Aleviliğin Gizli Tarihi Yazarı, Erdoğan Çınar'la Söyleşi


  Alevilik nedir sorusuna verilen cevaplar Alevi camiasını parçalamış durumda. Bir yandan İslamcı çevrelerin Türkiye’nin %99’u Müslümandır söylemi ardında Aleviliği İslamın içinde eritme çabaları ve Aleviliği İslamın içinde gören Alevilerin bu bakışa destekleri, diğer taraftan bazı Alevilerin Aleviliğin İslam’la bir ilgisinin olmadığını söylemeleri ve yazmaları bu kesimde işleri kızıştırdı. Başbakan Erdoğan’ın alt kimlik-üst kimlik tartışmaları çerçevesinde Türkiyeliliği ve İslamı bir üst kimlik olarak gören açıklamaları Alevi camiasında huzursuzluğu arttırdı. Alevi dernekleri ve yazarları bu İslam içinde değerlendirilme baskısına Aleviliğin Müslümanlıkla bir ilgisinin olmadığı ve Aleviliğin kökünün İslamiyetten çok daha eski dönemlere uzanan bir kadim uygarlık olduğu cevabını veriyorlar. Bu konudaki tartışma Alevi camiasında derin bir ilgiyle izleniyor. Şimdi ortaya çıkan sorular can alıcı önemde: Aleviler Müslüman değil mi? Aleviler Aleviliği bilmiyor mu? Aleviler bir etnisite mi? Alevi ismi Hz.

   Ali’den gelmiyor mu? Yüzlerce yıldır Hz.

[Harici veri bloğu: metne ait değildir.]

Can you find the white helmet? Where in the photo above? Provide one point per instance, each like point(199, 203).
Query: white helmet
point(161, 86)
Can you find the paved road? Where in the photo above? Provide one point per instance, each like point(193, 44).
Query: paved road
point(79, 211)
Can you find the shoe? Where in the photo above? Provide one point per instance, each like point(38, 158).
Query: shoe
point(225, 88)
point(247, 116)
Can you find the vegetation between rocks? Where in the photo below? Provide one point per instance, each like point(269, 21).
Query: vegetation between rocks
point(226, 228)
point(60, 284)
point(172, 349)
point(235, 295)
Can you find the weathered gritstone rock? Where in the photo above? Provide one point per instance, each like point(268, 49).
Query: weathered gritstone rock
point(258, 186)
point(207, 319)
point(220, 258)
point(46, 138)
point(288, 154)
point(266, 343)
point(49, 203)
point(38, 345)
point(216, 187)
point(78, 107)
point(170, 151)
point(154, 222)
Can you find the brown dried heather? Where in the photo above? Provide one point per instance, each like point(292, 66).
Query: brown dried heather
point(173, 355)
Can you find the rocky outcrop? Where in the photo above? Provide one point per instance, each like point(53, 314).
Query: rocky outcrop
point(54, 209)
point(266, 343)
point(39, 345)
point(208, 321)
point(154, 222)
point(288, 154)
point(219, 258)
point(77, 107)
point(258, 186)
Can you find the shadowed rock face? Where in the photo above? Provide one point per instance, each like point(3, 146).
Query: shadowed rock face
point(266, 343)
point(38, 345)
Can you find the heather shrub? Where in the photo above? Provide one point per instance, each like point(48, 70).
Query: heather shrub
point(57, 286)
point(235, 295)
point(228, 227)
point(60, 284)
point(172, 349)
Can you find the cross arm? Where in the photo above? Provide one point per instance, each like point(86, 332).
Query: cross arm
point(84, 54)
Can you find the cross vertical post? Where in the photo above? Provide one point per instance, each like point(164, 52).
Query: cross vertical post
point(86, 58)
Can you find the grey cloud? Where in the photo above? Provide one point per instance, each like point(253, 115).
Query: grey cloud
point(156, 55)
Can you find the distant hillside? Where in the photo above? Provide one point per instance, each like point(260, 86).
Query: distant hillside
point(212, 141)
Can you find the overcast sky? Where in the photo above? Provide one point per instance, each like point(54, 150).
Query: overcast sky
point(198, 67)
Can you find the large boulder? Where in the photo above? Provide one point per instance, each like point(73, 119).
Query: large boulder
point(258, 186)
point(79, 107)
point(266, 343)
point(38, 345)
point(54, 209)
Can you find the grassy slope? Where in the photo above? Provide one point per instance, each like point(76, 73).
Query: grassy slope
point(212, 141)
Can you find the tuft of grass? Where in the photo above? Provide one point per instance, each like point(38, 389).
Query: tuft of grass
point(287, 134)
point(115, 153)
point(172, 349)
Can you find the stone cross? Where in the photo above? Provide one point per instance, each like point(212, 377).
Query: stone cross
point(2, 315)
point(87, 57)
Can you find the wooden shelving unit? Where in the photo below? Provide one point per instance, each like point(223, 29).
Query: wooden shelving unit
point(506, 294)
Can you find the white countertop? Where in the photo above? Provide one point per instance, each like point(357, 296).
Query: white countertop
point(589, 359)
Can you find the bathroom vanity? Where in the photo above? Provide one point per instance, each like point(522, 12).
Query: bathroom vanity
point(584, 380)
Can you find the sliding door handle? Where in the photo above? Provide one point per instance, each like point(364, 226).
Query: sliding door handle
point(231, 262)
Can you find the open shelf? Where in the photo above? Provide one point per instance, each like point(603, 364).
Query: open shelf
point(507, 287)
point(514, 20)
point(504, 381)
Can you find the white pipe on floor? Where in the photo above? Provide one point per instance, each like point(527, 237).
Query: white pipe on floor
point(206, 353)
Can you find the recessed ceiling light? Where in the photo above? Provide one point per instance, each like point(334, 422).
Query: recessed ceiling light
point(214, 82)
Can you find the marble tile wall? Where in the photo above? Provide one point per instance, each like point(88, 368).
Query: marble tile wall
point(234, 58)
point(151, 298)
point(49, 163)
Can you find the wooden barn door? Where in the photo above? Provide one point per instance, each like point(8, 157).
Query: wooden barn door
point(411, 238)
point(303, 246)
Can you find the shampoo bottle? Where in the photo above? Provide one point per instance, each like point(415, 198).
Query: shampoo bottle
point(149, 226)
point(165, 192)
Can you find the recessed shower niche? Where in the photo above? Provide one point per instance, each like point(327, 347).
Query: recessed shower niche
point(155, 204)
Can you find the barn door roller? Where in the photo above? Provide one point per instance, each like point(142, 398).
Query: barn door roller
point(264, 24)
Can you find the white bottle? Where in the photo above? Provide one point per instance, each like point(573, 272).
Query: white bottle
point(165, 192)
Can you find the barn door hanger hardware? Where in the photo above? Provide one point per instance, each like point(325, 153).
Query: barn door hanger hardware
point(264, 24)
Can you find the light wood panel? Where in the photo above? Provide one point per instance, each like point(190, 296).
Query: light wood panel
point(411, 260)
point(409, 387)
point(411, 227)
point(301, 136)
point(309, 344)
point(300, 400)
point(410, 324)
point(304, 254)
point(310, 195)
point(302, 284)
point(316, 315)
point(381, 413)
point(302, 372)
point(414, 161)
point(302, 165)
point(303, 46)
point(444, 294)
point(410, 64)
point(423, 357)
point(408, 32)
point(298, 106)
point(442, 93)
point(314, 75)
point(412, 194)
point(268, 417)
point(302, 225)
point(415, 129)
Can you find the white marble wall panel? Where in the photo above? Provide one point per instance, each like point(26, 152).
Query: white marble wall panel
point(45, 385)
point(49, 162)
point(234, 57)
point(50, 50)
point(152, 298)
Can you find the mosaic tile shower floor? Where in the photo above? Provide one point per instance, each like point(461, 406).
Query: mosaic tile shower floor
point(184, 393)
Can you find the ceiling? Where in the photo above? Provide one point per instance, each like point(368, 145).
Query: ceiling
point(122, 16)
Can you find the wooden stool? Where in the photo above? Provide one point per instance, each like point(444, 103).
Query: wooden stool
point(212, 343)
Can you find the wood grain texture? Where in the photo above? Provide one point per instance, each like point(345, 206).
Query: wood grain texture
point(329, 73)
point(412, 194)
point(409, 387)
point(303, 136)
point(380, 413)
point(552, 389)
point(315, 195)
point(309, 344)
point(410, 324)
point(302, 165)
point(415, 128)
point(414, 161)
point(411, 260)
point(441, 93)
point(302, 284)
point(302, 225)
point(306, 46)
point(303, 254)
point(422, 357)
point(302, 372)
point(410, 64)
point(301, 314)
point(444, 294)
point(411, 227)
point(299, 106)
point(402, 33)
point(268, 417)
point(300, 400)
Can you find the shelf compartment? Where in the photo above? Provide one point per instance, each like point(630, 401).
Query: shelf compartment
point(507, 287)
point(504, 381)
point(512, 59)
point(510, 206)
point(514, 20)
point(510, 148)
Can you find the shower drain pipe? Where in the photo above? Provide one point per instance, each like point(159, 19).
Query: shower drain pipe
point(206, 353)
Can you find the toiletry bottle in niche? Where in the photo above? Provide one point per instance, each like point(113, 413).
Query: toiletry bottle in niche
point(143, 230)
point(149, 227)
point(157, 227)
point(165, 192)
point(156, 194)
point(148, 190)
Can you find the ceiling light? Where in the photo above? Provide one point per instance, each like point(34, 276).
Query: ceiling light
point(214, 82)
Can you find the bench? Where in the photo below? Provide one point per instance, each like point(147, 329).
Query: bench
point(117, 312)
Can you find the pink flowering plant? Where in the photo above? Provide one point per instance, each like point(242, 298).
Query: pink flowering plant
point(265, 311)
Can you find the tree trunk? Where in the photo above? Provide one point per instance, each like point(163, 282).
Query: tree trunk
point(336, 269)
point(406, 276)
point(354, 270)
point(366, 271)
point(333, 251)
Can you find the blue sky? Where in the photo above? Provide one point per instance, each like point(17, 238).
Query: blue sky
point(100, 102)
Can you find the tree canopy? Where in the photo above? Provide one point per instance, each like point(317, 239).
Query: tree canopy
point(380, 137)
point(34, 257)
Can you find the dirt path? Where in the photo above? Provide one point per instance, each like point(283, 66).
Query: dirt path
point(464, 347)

Ali resimleriyle ve kılıcı Zülfikar ile kendilerini simgeleyen Aleviler bugün kendilerinin farklı bir kimlik sahibi bir toplum olup olmadığını tartışıyorlar. Bazı Aleviler Diyanet kurumunda bir yer edinmeye çalışırken diğerleri neden buna karşı çıkıyorlar? Birgün bütün bu konuları masaya yatırıyor ve yukarıdaki soruların cevaplarını Alevi camiasında arıyor. Alevilerin önde gelen simalarıyla konuştuk. Cevaplar tüm Türkiye’yi sarsacak nitelikte. İlk konuğumuz araştırmacı yazar Erdoğan Çınar.(Hakan Tanıttıran Gülşen İşeri )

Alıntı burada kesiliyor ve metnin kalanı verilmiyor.